Free Software Foundation Fundraising: Mako’s appeal
Benjamin Mako Hill, who recently joined the FSF board put an appeal on line, as earlier did Peter Brown, FSF Executive Director.
Now is the time to join and give to Free Software Foundation. 2008 is going to be extraordinarily important year for free software.
Eben Moglen likes to quote Gandhi’s “first they ignore you, then they laugh at you, then they fight you, then you win” progression when describing the free software movement. As I pointed out when I joined the FSF board, we’re beginning to see powerful interests fighting free software. It’s going to increase in the next few years. Things will probably get a lot uglier for free software before they get better. We can win but things are far from settled. The FSF is the front-line organization in this fight and we need a robust and proactive foundation, and an active and involved membership, if we’re going to win.
Here are the issues that I’m going to pushing the FSF to pursue in the next year.
Expanding activism outside our traditional technologist communities:
In part through the work of projects like Defective By Design, we’ve seen the tide turn for DRM on music in what what may be the FSF’s greatest success last year.

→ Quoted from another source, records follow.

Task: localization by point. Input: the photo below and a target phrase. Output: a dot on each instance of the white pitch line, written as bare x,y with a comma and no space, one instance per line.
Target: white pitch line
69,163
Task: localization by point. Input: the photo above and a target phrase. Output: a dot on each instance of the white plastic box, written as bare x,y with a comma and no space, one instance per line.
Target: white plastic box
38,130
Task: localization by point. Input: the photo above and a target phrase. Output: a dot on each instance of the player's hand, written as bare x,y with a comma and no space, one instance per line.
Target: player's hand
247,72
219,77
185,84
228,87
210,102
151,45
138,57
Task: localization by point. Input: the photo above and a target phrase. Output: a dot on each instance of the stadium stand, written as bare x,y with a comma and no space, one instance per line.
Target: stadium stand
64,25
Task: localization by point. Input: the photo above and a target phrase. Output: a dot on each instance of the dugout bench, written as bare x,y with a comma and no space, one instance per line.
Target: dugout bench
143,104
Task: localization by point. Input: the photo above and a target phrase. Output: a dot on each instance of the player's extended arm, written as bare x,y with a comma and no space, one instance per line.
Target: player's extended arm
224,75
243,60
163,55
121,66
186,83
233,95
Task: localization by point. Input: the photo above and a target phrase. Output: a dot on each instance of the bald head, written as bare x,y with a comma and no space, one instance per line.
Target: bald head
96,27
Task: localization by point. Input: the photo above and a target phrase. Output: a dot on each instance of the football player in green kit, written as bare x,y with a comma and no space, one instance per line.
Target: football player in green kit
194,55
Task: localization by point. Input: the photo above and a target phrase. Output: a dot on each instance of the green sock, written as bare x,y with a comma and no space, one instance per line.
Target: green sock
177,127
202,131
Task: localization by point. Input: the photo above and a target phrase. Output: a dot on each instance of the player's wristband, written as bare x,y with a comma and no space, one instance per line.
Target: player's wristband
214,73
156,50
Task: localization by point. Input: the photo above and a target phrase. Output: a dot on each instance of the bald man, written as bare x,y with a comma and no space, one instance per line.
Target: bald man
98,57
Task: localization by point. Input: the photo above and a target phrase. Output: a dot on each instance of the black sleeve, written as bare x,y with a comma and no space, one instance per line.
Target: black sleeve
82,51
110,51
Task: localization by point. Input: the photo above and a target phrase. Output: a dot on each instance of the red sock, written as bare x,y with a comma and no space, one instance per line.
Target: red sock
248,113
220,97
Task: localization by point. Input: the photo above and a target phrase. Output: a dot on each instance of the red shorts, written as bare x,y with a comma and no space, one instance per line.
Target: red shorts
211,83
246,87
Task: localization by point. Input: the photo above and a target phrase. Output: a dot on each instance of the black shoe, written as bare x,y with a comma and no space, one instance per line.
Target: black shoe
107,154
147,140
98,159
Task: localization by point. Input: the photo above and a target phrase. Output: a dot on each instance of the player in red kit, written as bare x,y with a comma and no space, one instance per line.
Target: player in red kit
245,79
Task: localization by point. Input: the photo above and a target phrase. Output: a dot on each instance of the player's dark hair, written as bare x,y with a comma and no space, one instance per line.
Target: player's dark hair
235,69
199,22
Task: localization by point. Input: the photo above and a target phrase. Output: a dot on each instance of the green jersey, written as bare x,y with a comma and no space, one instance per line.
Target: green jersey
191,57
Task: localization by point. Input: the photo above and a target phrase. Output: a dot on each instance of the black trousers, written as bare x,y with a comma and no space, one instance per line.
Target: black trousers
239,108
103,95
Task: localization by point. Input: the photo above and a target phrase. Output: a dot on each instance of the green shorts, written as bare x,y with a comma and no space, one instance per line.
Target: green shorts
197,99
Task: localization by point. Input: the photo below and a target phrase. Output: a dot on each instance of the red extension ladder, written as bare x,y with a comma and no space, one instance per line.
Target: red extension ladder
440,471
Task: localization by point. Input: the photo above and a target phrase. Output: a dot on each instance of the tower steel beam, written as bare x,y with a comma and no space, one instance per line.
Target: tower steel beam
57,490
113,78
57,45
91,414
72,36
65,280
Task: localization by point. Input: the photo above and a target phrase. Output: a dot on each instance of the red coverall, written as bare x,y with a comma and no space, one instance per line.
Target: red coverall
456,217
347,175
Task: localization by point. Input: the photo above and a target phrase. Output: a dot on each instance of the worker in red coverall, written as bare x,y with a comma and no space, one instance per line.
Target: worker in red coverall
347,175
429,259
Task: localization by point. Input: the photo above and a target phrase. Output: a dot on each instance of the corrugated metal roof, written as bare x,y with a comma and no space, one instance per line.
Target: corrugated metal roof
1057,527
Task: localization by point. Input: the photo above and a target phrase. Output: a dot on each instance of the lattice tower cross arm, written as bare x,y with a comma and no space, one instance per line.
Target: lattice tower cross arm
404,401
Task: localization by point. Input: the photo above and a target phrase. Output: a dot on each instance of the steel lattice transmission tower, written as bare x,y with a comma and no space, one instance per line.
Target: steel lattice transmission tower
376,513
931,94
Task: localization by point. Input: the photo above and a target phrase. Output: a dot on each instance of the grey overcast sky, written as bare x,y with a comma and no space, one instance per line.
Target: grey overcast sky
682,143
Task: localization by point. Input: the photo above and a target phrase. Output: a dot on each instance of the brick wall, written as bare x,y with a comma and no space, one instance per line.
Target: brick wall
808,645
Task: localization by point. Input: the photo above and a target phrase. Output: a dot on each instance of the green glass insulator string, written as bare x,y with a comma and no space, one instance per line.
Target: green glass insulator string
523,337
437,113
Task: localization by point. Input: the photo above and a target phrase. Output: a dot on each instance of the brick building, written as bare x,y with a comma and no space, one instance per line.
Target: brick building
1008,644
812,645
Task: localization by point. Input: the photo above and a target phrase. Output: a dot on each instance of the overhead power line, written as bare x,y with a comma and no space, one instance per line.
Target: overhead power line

I’m going to push the FSF to continue the campaign to attack DRM for video, eBooks, and the other places it is cropping up.

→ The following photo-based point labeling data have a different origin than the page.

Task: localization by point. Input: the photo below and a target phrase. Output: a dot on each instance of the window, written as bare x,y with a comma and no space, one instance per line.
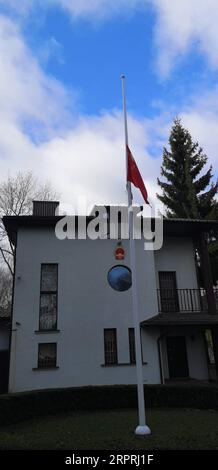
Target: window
48,297
47,355
120,278
168,291
132,346
110,346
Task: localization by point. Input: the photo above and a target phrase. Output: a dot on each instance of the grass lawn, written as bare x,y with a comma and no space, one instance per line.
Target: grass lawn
113,430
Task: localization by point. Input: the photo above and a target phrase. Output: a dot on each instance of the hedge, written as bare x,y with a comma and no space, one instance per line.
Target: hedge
22,406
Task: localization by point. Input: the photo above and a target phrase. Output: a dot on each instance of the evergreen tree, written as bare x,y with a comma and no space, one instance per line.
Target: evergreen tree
186,191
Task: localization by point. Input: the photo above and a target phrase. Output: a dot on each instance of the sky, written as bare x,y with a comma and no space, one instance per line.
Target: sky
60,89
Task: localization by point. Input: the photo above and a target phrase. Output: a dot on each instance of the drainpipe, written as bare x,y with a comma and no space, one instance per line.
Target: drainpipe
160,356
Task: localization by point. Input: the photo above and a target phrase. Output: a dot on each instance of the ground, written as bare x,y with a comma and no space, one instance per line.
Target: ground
114,430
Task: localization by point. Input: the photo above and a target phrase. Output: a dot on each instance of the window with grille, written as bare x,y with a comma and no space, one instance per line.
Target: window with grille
110,346
132,346
47,355
48,297
168,291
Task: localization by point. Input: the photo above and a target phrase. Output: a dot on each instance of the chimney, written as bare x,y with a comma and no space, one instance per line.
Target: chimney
45,208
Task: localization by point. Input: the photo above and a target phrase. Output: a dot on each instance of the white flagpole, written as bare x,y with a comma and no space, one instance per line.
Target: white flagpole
142,428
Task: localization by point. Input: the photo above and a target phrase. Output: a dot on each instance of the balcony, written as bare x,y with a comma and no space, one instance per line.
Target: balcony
183,300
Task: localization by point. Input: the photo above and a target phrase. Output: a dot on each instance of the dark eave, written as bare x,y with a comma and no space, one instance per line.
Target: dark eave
182,319
171,227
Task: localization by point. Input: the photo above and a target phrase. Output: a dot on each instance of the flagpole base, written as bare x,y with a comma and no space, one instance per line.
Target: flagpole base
142,430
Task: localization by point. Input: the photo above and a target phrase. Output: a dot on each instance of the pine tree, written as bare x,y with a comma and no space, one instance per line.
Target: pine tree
186,192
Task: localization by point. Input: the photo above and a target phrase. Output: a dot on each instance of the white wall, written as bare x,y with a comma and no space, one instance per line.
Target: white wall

The most remarkable thing to me about Defective By Design is that its participants and supporters are not, for the most part, people who develop or use GNU/Linux or even know what GNU is! If advocacy for software freedom involves a conversation we can only have with people who understand what POSIX is and how one uses it, we’ve already lost. Through DbD, BadVista, and other projects, the FSF has made major strides in the last year. It need to do much more and needs your support to do so.

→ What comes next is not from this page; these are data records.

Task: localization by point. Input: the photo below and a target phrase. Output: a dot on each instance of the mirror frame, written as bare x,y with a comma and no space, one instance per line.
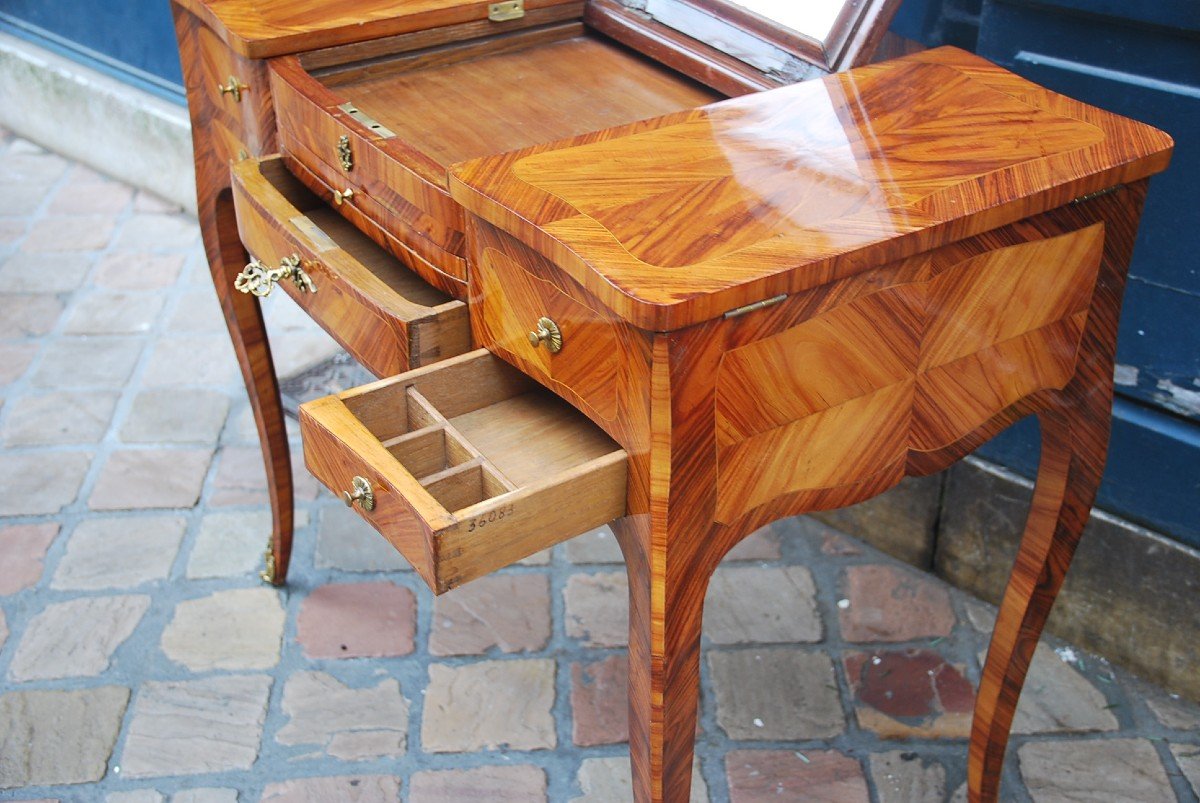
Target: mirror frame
852,40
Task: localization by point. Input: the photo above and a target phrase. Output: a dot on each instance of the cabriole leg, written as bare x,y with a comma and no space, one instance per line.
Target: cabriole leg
244,317
664,667
1074,443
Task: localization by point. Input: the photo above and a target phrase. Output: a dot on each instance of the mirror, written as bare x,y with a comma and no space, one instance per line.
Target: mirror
829,35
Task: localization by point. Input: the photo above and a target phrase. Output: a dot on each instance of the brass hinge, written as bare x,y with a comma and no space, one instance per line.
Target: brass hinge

Get proactive about software patents:
As a community, we’ve had our head in the sand about software patents for far too long. There are companies and patent trolls sitting on massive, growing piles of software patents. They are not our friends and they do not mean us well.
One cannot write non-trivial software today without running a serious risk of infringing patents. The software patents minefield we’ve found ourselves in is a very fundamental threat to the success of free software and we’ve already begun to see the first casualties and costs. We must eliminate software patents. Now.
The US is very important in this fight (much patent law is “exported” from the US) and almost no organization is working on software patent elimination there. Not enough people are thinking and acting strategically on this issue. The FSF is planning to make major steps in this fight in the coming year and we need your support to do so.
Web services and the changing face of software:
This last year, I worked to help launch the new version the AGPLv3. The license addresses the role of copyleft for software like web-services which, due to the legal particulars of the GPL, did not extend to the purveyors of web services. Of course, access to source code does not make the users of all web-services free (e.g., the GMails and the Facebooks).
Nobody seems to know what freedom for webserver entails. There might not even be good answers. In the next year, I’m going to push the FSF to help start several conversation and to begin to follow up on what I think was an important first step with the AGPLv3. While this is not a major organizational priority yet, it’s a major action item that I will be pursuing through the FSF. If you feel strongly about this issue, whatever your position, become a member, stay involved as these projects develop, and have your voice be heard. We don’t know the answers yet and we need your input as much as we need your action.
I am glad Mako  is willing to push AGPL, even if I doubt AGPL will really help to solve the GPL loophole. Loophole or not, I really wish to help FSF to raise funds, and I hope this post helps.